Opponents of the parking structure should give up the weak argument of the loss of Saturday Farmers’ Market—there are plenty of places it could move to. And they should give up the pipe dream that Americans are not going to drive their cars. We might have to pay 10 times as much (and complain 100 times as much) for alternative energy and/or “liberate” another oil producing country, but a lot of people (not necessarily us) will be making sacrifices to insure our freedom/slavery to our personal transportation units.
Instead of these smokescreens, we should debate the real issue—whether we should subsidize developers or make them pay their fair share of the structure (all of it).
I think it’s a crying shame we didn’t build the Fourth and Salem structure bigger, maybe “Mexican style,” where they leave exposed rebar up through the roof for future expansion. If we build another one I would favor level upon level, our own Tower of Babel tilting skyward like a Dr. Seuss illustration. But I suppose Bob Linscheid would have something to say about sullying his penthouse view.
Roland McNutt
Chico
Nothing in common
Both proponents of high-density infill development and opponents who decry the soullessness of what we’ve seen labeled as such should take a look at the Forest Avenue co-operative housing village off Forest and Eighth [Valley Oak Village]. It’s a high(-ish)-density development with attractive architecture, mixed-size dwellings, spacious shared exterior space for playing, gardening and relaxing and a true sense of neighborly community.

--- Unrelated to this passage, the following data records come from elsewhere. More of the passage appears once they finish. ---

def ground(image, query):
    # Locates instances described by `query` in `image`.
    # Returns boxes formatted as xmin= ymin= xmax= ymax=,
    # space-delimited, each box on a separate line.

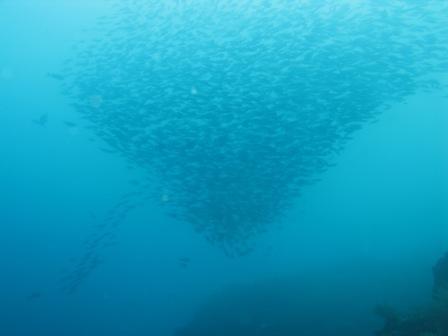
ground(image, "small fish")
xmin=26 ymin=291 xmax=42 ymax=301
xmin=178 ymin=257 xmax=191 ymax=268
xmin=32 ymin=114 xmax=48 ymax=127
xmin=128 ymin=179 xmax=140 ymax=186
xmin=89 ymin=211 xmax=97 ymax=221
xmin=64 ymin=121 xmax=77 ymax=128
xmin=47 ymin=72 xmax=65 ymax=81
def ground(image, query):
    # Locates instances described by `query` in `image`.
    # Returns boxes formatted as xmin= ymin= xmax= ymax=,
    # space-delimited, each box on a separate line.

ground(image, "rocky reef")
xmin=376 ymin=253 xmax=448 ymax=336
xmin=174 ymin=271 xmax=380 ymax=336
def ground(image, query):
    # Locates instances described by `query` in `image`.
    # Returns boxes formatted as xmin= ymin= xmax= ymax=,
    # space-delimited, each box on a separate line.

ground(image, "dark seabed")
xmin=0 ymin=1 xmax=447 ymax=335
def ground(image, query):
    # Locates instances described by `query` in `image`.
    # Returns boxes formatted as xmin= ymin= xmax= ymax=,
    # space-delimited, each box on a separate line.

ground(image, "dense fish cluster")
xmin=60 ymin=1 xmax=448 ymax=254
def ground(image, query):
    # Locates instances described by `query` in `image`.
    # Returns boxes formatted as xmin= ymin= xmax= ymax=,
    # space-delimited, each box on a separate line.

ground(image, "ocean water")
xmin=0 ymin=1 xmax=447 ymax=335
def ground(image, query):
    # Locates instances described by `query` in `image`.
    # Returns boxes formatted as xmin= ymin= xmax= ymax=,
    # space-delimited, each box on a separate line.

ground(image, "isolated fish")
xmin=64 ymin=121 xmax=77 ymax=128
xmin=32 ymin=113 xmax=48 ymax=127
xmin=178 ymin=257 xmax=191 ymax=268
xmin=47 ymin=72 xmax=65 ymax=81
xmin=26 ymin=291 xmax=42 ymax=301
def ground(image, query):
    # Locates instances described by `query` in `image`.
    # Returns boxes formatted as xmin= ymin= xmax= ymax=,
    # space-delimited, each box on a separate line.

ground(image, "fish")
xmin=178 ymin=257 xmax=191 ymax=268
xmin=32 ymin=113 xmax=48 ymax=127
xmin=57 ymin=0 xmax=448 ymax=291
xmin=64 ymin=121 xmax=77 ymax=128
xmin=47 ymin=72 xmax=65 ymax=81
xmin=26 ymin=291 xmax=42 ymax=301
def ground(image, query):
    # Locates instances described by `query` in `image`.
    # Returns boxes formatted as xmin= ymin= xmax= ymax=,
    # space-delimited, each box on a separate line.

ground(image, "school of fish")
xmin=57 ymin=0 xmax=448 ymax=291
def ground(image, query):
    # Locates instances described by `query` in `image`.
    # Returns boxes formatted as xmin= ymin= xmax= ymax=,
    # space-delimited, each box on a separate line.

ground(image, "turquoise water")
xmin=1 ymin=1 xmax=447 ymax=335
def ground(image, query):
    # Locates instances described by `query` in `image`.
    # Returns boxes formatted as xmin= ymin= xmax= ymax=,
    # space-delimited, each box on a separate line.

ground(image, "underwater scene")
xmin=1 ymin=1 xmax=447 ymax=335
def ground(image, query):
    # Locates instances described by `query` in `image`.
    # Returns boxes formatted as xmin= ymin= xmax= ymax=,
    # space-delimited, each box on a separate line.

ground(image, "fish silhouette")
xmin=178 ymin=257 xmax=191 ymax=268
xmin=32 ymin=114 xmax=48 ymax=127
xmin=64 ymin=121 xmax=77 ymax=128
xmin=47 ymin=72 xmax=65 ymax=81
xmin=26 ymin=291 xmax=42 ymax=301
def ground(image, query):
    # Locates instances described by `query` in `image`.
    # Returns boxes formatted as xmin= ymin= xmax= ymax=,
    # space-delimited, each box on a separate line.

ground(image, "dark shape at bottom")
xmin=376 ymin=252 xmax=448 ymax=336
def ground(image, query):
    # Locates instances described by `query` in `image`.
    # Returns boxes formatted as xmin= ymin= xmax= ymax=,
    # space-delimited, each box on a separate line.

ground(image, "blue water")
xmin=1 ymin=1 xmax=447 ymax=335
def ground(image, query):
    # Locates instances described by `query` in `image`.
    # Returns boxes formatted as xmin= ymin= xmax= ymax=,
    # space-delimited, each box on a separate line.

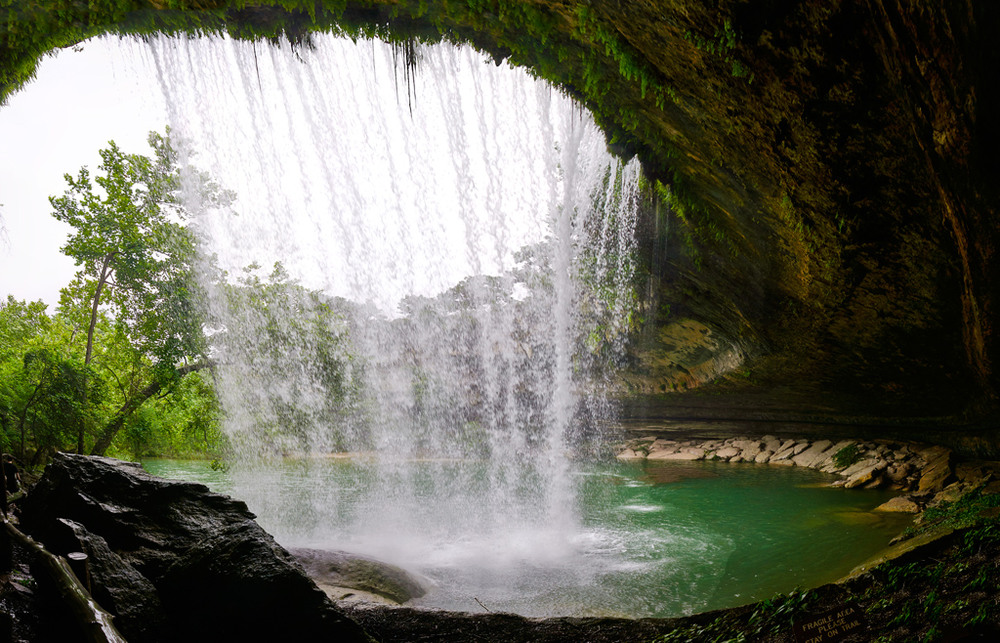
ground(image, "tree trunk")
xmin=80 ymin=253 xmax=115 ymax=454
xmin=16 ymin=378 xmax=47 ymax=461
xmin=0 ymin=450 xmax=7 ymax=520
xmin=90 ymin=361 xmax=214 ymax=456
xmin=2 ymin=518 xmax=126 ymax=642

Unlike such dispiriting cookie-cutter shoehorn developments as those sad townhouses on First Avenue east of [Highway] 99, the co-op housing feels like a place to have a life and know your neighbor. Instead of postage-stamp individual yards and fences, the co-op housing’s common areas, where individuals can create their own gardens, fountains, and quiet nooks, paradoxically offer much more sense of privacy and pride.
When developers plunk an acre of little-used grass in the midst of houses and call it a commons, it serves no function but to collect fertilizer, water and dog-doo and to make us cynical about the idea of shared space; if that’s a commons, give me my own postage stamp. The co-op housing is evidence that high density can be done right.
Alicia Springer
Chico
Stop bicycle bloodshed
On the morning of May 25, I was on my bicycle making a routine turn at an obscure intersection along the Avenues. As I turned left onto the road, a gentleman in a red pickup turned right onto the same road. Instantly, without expecting it, we were nearly side by side. His window was down and our eyes met (me to his left), at which point the man surprised me with a spontaneous, genuine and courteous “Good morning” before continuing down the road. For that split second we couldn’t have been more than five feet away from each other, but it was far from an at-risk moment.

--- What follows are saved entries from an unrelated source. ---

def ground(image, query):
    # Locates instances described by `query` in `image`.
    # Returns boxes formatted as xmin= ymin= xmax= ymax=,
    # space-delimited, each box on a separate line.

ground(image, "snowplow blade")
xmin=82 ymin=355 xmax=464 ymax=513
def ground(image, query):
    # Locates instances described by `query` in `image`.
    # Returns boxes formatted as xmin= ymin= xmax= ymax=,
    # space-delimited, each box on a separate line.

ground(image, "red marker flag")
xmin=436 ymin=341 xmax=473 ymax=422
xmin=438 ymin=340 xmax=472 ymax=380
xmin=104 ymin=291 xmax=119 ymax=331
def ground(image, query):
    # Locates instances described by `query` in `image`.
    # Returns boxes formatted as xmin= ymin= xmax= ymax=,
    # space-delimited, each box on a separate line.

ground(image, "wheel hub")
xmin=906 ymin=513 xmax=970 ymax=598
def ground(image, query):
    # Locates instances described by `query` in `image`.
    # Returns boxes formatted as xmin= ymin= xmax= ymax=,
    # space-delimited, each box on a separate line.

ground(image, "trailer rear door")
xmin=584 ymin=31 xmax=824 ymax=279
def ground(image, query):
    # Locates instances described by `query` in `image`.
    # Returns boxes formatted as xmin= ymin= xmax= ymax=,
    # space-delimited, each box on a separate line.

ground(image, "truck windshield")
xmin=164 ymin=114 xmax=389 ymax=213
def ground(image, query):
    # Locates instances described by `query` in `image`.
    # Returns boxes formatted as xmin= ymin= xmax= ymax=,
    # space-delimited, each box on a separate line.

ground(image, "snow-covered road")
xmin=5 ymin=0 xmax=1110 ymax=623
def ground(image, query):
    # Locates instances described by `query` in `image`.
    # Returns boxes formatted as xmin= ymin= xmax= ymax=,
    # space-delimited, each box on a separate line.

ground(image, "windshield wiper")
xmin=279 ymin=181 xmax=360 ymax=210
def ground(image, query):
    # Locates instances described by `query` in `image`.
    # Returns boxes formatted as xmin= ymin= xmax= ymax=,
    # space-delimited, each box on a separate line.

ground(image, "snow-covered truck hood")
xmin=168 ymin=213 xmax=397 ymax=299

The unexpected juxtaposition proved disarming and at the same time set off a cavalcade of perceptions and emotions. It all had something to do with the often overlooked tension that exists between bicyclists and drivers. There have been too many occasions when I was either on a bike and nearly blown off the road by a careless driver or in a car suffering a near-fatal collision due to the act of a reckless bicyclist. And of course there’s my ongoing issue with bicyclists riding at night without lights.

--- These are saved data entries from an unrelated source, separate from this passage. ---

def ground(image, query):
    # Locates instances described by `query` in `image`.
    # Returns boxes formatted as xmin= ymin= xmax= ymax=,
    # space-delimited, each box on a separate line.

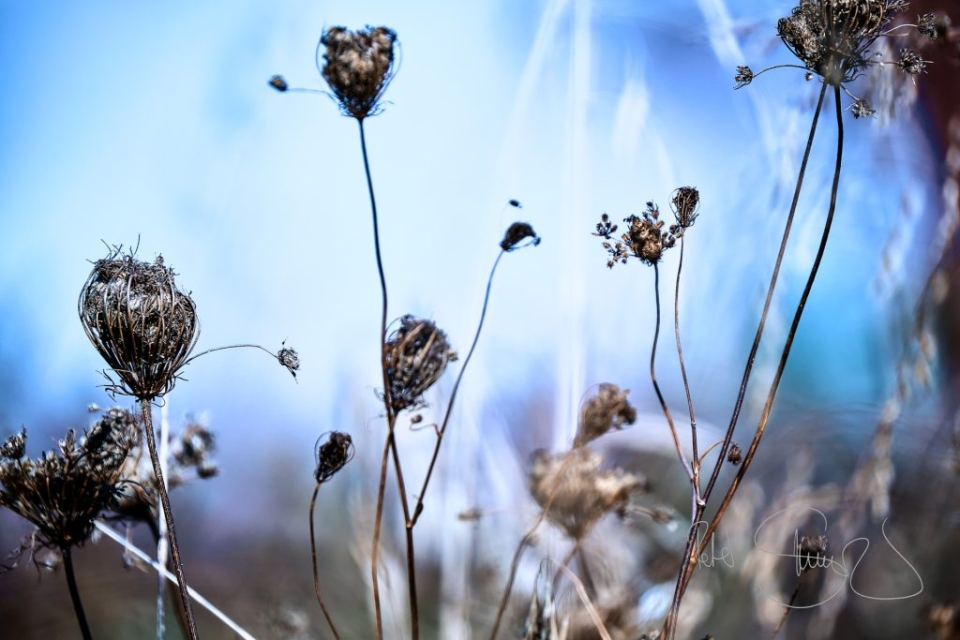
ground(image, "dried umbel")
xmin=594 ymin=202 xmax=680 ymax=268
xmin=79 ymin=249 xmax=199 ymax=400
xmin=671 ymin=186 xmax=700 ymax=229
xmin=528 ymin=448 xmax=647 ymax=540
xmin=319 ymin=26 xmax=398 ymax=120
xmin=314 ymin=431 xmax=354 ymax=484
xmin=0 ymin=411 xmax=138 ymax=551
xmin=114 ymin=416 xmax=218 ymax=522
xmin=576 ymin=383 xmax=637 ymax=446
xmin=776 ymin=0 xmax=912 ymax=86
xmin=277 ymin=344 xmax=301 ymax=379
xmin=383 ymin=315 xmax=456 ymax=412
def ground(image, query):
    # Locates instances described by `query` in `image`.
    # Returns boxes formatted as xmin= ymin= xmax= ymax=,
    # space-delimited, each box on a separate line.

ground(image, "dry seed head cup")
xmin=79 ymin=250 xmax=199 ymax=400
xmin=320 ymin=25 xmax=398 ymax=120
xmin=383 ymin=315 xmax=456 ymax=413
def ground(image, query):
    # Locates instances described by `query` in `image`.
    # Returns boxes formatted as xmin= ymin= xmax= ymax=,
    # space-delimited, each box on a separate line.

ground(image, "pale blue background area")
xmin=0 ymin=0 xmax=941 ymax=528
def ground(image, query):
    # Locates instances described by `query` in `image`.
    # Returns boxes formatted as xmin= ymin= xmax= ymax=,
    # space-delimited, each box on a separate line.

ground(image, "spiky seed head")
xmin=383 ymin=316 xmax=456 ymax=413
xmin=79 ymin=248 xmax=199 ymax=400
xmin=277 ymin=345 xmax=300 ymax=378
xmin=320 ymin=26 xmax=398 ymax=120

In the midst of the current controversy about whether we need more parking space for more cars or fewer cars and more biking, maybe the best thing we can do is acknowledge the differences, the dangers and the need to have more respect for each other regardless of lifestyle, mode of transportation or point of view. And let’s make an effort to identify courtesy and road safety as an ongoing community issue.
Here’s a heartfelt acknowledgement to that man in the red pickup. I really appreciated that gesture this morning. Interestingly enough, it was the beginning of an extraordinary day.
Naz Esposito
Chico
School for King
I would prefer the Chapman Elementary School to be named after Martin Luther King Jr. than a park or a street. I believe the message of Dr. King’s life would be better served this way.